DNA and efficiency: ‘We want higher outputs from lower inputs’
“There is a worldwide increasing demand for meat, milk and eggs and this is driving the value of these animal-derived products. This is only going increase with the population expected to hit approximately nine billion by 2050.” efficiency
This was the opening message from Teagasc’s Dr. Paul Cormican at the recent DNA Tell Tales conference in Tallaght IT.
Paul outlined what they are trying to achieve from an agricultural point of view. This, he said, is to derive more from less.
There are two principle ways in which we can increase farm output to meet this demand. The first one is by implementing better farm practises.
However, he highlighted a problem with this strategy. He explained that even if a farmer uses a different method one year, there is no guarantee they won’t go back to their old ways the following year. Therefore, the effect is lost and there is no real impact.
He added: “The other way is by animal breeding and genetics. The effects of this are permanent. Animal breeding deals with the calculation of a genetic value – the estimated breeding value of livestock.
“This allows us to select from breeding animals with superior traits for growth rate; egg production; meat production; milk production; and even wool production.
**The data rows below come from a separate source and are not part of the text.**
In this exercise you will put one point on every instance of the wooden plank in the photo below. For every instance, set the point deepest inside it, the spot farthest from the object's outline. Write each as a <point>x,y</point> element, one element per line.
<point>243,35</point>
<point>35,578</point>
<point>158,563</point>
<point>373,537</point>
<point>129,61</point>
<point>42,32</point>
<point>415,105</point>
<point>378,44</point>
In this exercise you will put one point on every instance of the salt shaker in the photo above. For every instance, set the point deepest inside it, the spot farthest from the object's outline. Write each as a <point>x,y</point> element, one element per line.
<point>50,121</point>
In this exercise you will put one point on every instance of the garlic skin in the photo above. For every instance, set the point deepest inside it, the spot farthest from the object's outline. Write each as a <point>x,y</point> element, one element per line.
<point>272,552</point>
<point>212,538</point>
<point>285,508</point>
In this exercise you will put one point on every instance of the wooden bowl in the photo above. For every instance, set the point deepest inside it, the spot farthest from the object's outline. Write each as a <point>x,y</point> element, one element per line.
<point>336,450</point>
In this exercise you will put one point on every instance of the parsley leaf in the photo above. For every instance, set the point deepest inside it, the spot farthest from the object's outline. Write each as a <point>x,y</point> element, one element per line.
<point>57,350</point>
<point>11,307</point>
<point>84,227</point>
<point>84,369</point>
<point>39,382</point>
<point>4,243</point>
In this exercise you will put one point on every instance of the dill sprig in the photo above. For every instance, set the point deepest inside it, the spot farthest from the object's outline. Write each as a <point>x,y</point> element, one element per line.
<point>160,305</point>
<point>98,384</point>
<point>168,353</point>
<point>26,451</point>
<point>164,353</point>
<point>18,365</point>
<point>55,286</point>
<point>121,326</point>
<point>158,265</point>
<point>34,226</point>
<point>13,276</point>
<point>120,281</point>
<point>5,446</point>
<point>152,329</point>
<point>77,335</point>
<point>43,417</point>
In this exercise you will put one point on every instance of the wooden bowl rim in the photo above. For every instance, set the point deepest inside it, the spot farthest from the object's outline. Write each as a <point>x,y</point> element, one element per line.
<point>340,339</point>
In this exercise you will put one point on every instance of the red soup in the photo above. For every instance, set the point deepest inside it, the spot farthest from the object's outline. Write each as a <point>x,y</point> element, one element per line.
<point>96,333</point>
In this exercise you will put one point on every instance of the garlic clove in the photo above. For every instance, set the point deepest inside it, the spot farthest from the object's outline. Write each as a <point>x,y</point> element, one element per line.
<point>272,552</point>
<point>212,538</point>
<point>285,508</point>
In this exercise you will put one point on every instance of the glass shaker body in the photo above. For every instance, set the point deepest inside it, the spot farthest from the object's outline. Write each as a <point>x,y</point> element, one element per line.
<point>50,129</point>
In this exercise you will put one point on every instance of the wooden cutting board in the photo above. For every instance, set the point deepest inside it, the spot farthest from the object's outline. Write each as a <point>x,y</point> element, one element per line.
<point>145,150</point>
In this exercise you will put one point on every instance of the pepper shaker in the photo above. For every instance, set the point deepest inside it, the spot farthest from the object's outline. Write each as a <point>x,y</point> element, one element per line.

But efficiency is the goal. This is what were are striving for. We want to get higher outputs from lower inputs.
“We’ve been doing this for thousands of years since we first domesticated animals. We select for traits that are under control of additive gene effects. cattle cattle
“Most of the economically important production traits – such as milk production, fat deposition and weight gain – are all under control of additive gene effects,” he explained.
“From 1960 to 2007, we doubled the amount of milk we got from the average dairy cow. We got approximately 10t of milk per cow per year. But, as it turns out, this wasn’t such a good thing. We experienced fertility issues.
“In 2006/2007, we started reversing our heavy selection for milk production and we got an increase in the fertility rate and we are making good progress to date.”
Paul also touched on ruminants and how they are really efficient at converting grass into a usable product.
He said: “While there are positives to this, there are also some negatives. During the breakdown, the animal produces a lot of methane.”
Paul also discussed the work carried out in Teagasc, Grange, Co. Meath. Here, they examined animals on a restricted diet and those on an ad-lib diet.
“We looked at animals on both of these diets and we got a very big divide. We saw that in restricted diets there are double the amount of species living in the rumen when compared to animals that are fed ad-lib.
“When an animal is restricted, the throughput of food is slowed down and the less efficient an animal is. Resources are turned away from growth and turned towards methane production.
“Feed efficient cows tend to have a far lower microbial diversity, so they are able to make better energy utilisation. Feed inefficient animals have a far more diverse population of microbes in their gut,” he explained.
Paul stated the role DNA sequencing has at both a research level and industry level, adding: “DNA sequencing is revolutionising our understanding of the rumen. Everyday we are identifying more and more potentially exploitable knowledge.
“Feed companies producing concentrates that promote rumen efficiency would be very attractive to farmers,” he concluded.